US authorities have arrested a Chinese national on hacking charges related to security breaches at the United States Office of Personnel Management (OPM), the insurer Anthem and other high-profile cases.
Yu Pingan was arrested last week shortly after disembarking at Los Angeles International Airport, according to the US Department of Justice.
The move is one of the first such actions against a Chinese citizen since a September 2015 hacking accord between the US and China. Computer security firms have said that the number of Chinese state-sponsored attacks on US companies appear to have dropped significantly since that deal, but industry observers have argued this may only signal a shift towards methods that are more difficult to detect.
In October 2015 Chinese president Xi Jinping and then-British prime minister David Cameron jointly announced a comparable agreement during a state visit by Xi to the UK.
Yu was charged with using hacking tools including Sakula, which has only been used in a few cases, including the OPM attack in 2014 and the Anthem breach in 2015. The OPM and Anthem weren’t specifically mentioned in the charges.
The Justice Department said the attacks in question were carried out between 2011 and 2014 and used false web domains and previously unknown software vulnerabilities to gain access to computer systems.
In one of the attacks mentioned in the complaint the attackers used malicious code hosted at an address spelled similarly to that of Los Angeles company Capstone Turbine to target companies. The same technique was used in the attacks on Anthem and other health insurers.

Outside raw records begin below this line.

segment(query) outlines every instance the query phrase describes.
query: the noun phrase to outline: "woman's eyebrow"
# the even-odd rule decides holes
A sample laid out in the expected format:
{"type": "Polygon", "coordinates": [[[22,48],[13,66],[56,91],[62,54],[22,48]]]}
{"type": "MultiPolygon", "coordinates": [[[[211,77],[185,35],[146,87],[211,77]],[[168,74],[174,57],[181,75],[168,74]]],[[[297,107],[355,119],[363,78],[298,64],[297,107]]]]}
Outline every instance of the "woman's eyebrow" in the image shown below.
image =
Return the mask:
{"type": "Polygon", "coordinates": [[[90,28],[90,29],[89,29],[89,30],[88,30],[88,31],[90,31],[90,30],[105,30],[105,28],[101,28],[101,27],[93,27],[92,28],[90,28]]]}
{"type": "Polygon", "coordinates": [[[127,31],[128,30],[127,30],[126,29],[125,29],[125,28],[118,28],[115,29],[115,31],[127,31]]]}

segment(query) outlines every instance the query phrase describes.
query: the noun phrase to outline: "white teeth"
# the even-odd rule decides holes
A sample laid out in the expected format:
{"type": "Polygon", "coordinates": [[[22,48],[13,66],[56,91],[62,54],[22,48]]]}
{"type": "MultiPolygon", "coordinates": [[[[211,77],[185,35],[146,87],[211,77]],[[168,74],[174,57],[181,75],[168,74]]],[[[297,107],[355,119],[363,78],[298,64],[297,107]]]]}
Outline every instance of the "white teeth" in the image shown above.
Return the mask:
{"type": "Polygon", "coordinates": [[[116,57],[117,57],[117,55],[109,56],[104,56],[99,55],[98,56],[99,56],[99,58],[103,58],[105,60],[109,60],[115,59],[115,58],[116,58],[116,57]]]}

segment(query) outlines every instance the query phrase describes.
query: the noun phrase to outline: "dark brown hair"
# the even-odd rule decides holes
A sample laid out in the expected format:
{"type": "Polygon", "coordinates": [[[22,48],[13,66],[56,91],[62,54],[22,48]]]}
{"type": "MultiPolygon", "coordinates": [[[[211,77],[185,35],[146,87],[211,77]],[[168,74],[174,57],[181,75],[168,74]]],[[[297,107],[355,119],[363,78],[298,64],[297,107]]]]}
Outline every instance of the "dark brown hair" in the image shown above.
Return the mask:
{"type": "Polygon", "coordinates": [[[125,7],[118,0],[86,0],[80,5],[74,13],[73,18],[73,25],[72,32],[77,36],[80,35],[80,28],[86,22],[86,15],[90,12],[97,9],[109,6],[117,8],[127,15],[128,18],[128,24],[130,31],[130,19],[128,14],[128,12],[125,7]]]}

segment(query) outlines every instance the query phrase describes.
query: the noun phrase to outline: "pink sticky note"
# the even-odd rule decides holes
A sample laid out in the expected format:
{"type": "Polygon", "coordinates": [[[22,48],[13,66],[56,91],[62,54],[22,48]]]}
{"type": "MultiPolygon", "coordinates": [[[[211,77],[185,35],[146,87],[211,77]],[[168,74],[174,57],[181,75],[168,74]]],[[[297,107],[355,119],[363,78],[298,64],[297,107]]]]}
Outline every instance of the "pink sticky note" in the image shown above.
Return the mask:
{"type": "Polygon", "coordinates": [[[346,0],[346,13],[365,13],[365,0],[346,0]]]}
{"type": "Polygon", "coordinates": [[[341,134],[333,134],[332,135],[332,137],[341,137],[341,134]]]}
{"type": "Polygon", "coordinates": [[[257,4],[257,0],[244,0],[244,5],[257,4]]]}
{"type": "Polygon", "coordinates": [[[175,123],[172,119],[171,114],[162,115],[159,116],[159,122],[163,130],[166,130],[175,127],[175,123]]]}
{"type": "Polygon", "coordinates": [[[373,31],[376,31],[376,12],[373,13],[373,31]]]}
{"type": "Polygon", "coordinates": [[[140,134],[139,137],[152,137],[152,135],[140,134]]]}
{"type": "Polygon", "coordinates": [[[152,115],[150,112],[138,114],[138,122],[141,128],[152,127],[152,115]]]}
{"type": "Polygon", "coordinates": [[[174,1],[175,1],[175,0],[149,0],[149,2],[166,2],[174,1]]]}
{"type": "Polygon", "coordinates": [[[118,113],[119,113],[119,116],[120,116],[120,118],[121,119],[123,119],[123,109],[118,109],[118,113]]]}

The 2014 OPM breach, discovered the following year, involved the theft of extensive personal information on millions of government employees. The data included addresses, health and financial histories, fingerprints and other details on individuals who had been subject to background checks by the US government.
A resident of Shanghai, Yu is an expert in programming and network security, according to the complaint. Yu’s lawyer said he is a computer science teacher.
The FBI said it tracked the attacks named in the complaint by tracing their IP addresses and hacking tools and by monitoring their online communications.